Le ramadan venait de commencer mais je ne crois pas avoir vu un seul de nos compagnons se contenter de thé.
En fin de soirée un homme âgé qui faisait partie du décor de la soirée – lui en revanche était au thé – nous fit traduire qu’il allait devoir partir et qu’il allait faire une grosse entorse à son ramadan. Et en partant il plaqua deux grosses bises sur les joues de Mireille.

Le lendemain nous rasions les ruines et les cheminées de fées à la recherche du moindre recoin d’ombre pouvant soulager nos crânes enfiévrés.

Après Ürgüp nous partîmes à Avanos et c’est là que l’engrenage continua à s’engrener. Le séjour fût pendant une semaine une fête continuelle. Nous y connûmes notamment le jeune potier Ismail qui nous pilota dans les villes souterraines, les églises rupestres et les champs de cheminées de fées.
L’hiver suivant Ismail vînt nous rendre visite à Paris. Ses tentatives de marchandage aux caisses des Galeries Lafayette et son air incrédule et émerveillé lors de sa découverte des distributeurs automatiques de billets restent gravés dans nos souvenirs.
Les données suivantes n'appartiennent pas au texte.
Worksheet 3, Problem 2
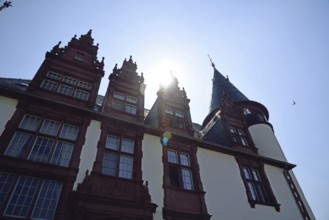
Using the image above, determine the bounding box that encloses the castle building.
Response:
[0,31,315,220]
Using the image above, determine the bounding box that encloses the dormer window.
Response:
[74,52,85,62]
[164,108,185,129]
[243,107,251,115]
[112,92,137,115]
[229,126,249,147]
[40,71,92,101]
[46,71,62,80]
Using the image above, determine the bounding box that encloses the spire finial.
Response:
[208,54,215,68]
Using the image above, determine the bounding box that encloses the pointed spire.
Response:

Resteront gravés également chez l’un de nos amis parisiens qui nous avait invité les commentaires œnologiques de notre Ismail sur le grand cru classé qu’il nous servait avec grande fierté.
Chacun se concentrait à petites gorgées sur ce nectar, sauf Ismail qui s’en servit une énorme rasade, l’avala d’un seul trait et déclara, péremptoire, que ce vin valait bien les crus de Cappadoce.
Ceux qui ont goûté la production vinicole de Cappadoce apprécieront.
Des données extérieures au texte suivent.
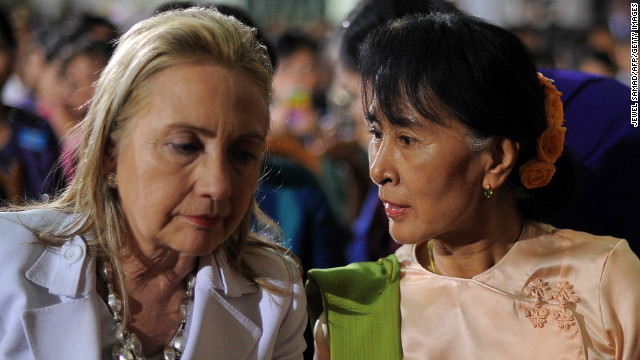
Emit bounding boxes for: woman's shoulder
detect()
[534,223,629,256]
[243,244,302,283]
[0,209,69,236]
[516,223,639,272]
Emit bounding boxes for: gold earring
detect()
[482,185,493,199]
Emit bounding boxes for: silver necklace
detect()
[100,260,196,360]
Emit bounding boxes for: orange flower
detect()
[520,159,556,189]
[536,126,567,164]
[538,73,564,127]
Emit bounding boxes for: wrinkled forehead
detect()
[361,79,453,127]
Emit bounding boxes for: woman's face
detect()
[367,109,486,244]
[116,64,269,255]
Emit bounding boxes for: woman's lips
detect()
[384,202,410,219]
[184,215,222,228]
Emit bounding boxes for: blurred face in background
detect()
[63,53,106,121]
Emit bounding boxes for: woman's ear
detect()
[482,137,520,190]
[102,142,117,177]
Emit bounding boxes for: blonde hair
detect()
[28,8,288,321]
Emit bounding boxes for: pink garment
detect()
[396,223,640,360]
[314,222,640,360]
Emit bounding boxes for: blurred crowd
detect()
[0,1,630,276]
L’été suivant se passa bien évidemment en Cappadoce à nouveau où Ismail nous recevait dans sa famille. Nous recevait est un grand mot. A vrai dire ce furent sa mère et ses sœurs qui nous reçurent. Ismail s’était fixé des objectifs d’avenir ambitieux, il avait décidé d’épouser une française, et consacrait ses journées, et ses nuits, à la mise en œuvre de son projet. Nous le vîmes donc très peu. J’appris plus tard que ses efforts avaient été couronnés de succès et qu’il serait potier quelque part vers les châteaux de la Loire.

L’absence d’Ismail fut vite comblée. Avanos à cette époque était un tout petit village peu fréquenté où l’activité principale de sa dizaine de commerçants était de prendre le thé. Le matin nous descendions la rue principale du côté droit pour participer à leur activité, et l’après midi nous la remontions de l’autre côté.
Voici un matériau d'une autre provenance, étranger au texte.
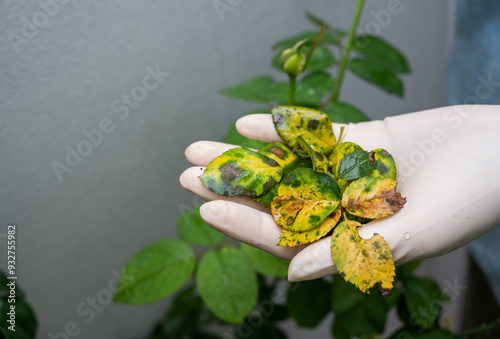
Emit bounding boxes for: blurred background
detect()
[0,0,466,338]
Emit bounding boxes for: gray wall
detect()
[0,0,452,338]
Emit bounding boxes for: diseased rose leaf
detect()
[297,136,330,173]
[331,220,396,294]
[254,142,310,204]
[278,209,341,247]
[271,106,335,155]
[200,148,283,197]
[252,158,312,204]
[271,168,341,232]
[342,177,406,219]
[367,148,396,180]
[329,142,363,178]
[259,142,299,167]
[337,151,374,180]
Sur cet autre côté se trouvait la boutique de tapis d’Osman Duru où officiait un vendeur totalement francophone. C’était Teoman. Nous avions très vite sympathisé, Teoman revenait de Belgique où, je crois, il avait écumé à peu près toutes les universités, sans toutefois passer plus d’une année dans chacune. Revenu au pays il préparait son examen de guide tout en vendant de temps en temps quelques tapis.

C’était le début d’une longue amitié, c’était aussi le point de départ de notre future installation à Finike.

La semaine se passa en fêtes, pique- niques nocturnes au bord du fleuve Halys où le menu se cueillait en chemin dans les vergers et potagers le long du fleuve où le poisson nous attendait.
Teoman était l’animateur charismatique de toute la bande, et en quittant Avanos nous nous promîmes de nous retrouver.

Tout au long de ces vingt six années nous nous sommes effectivement retrouvés un peu partout, à Istanbul, à Paris, sur la Mer Noire, à Bruxelles, à Ankara, et pour finir à Finike où il s’était installé.